Menurut Sugeng, Ismail Bolong ketika masih menjadi anggota kepolisian seharusnya diajukan ke sidang komisi kode etik Polri serta para pihak atau pejabat kepolisian yang diduga terlibat diperiksa. Namun, hingga saat ini kasus tersebut tidak pernah diajukan ke sidang etik maupun berlanjut ke proses pidana. Padahal, Kadiv Propam Polri telah mengirim surat ke Kapolri dengan nomor: R/1253/IV/WAS.2.4./2022/DIVPROPAM pada 7 April 2022 lalu. Hal itu dinilainya sebagai upaya saling sandera di antara para perwira tinggi polisi.

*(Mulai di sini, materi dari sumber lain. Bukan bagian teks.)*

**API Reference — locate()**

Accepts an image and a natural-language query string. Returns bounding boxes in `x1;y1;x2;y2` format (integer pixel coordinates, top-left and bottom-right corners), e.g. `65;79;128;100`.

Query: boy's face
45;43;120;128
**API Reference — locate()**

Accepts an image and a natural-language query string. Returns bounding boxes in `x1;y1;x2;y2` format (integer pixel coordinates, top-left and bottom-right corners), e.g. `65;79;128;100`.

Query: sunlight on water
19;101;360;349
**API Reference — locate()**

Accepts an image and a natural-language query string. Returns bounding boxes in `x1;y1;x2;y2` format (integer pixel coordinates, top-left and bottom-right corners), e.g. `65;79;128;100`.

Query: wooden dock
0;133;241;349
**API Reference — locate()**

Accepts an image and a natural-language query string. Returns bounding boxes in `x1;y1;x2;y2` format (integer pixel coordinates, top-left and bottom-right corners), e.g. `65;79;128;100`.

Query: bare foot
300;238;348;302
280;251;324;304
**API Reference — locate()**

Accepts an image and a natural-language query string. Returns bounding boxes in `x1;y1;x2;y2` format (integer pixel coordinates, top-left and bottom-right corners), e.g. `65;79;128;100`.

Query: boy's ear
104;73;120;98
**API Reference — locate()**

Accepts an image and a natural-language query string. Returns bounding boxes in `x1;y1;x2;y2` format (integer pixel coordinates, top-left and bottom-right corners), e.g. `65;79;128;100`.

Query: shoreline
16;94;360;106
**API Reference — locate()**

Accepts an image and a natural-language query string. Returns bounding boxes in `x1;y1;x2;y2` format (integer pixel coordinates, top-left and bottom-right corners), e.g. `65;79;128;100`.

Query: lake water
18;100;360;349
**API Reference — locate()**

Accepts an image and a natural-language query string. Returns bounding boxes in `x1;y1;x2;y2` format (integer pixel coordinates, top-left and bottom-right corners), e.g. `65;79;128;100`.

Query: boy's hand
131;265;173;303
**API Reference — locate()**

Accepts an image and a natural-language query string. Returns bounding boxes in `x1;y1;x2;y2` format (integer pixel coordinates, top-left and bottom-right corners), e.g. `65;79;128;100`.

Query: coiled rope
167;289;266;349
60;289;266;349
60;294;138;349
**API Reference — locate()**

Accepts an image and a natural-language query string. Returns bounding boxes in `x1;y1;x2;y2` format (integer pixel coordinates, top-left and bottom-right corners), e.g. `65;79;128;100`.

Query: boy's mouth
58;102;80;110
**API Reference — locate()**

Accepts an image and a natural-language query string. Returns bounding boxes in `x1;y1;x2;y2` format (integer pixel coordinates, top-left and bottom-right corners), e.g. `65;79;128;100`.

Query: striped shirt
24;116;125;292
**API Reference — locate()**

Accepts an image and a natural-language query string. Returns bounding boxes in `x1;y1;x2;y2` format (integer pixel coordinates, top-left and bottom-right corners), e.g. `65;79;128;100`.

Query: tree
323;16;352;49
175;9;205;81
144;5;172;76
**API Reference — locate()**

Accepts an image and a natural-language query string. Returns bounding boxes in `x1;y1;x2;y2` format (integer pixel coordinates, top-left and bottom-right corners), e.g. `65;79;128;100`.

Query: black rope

Oleh karena itu, Sugeng mengingatkan bahwa masyarakat menunggu janji Kapolri untuk bertindak tegas bagi siapa saja yang melanggar hukum dan tidak ikut dalam gerbong perubahan Polri. Sementara, agar kepercayaan kepada Polri kembali meningkat, cara itulah yang harus dilakukan.
Terkait dengan hal itu, Kompas mencoba menghubungi Kepala Badan Reserse Kriminal (Bareskrim) Polri Komisaris Jenderal Agus Andrianto yang disebut menerima setoran. Namun, pesan singkat yang dikirimkan hanya tertanda telah dibaca tanpa dibalas. Demikian pula pertanyaan yang dikirimkan kepada Ketua Harian Komisi Kepolisian Nasional Benny Mamoto juga tertanda dibaca, tetapi tidak ada jawaban.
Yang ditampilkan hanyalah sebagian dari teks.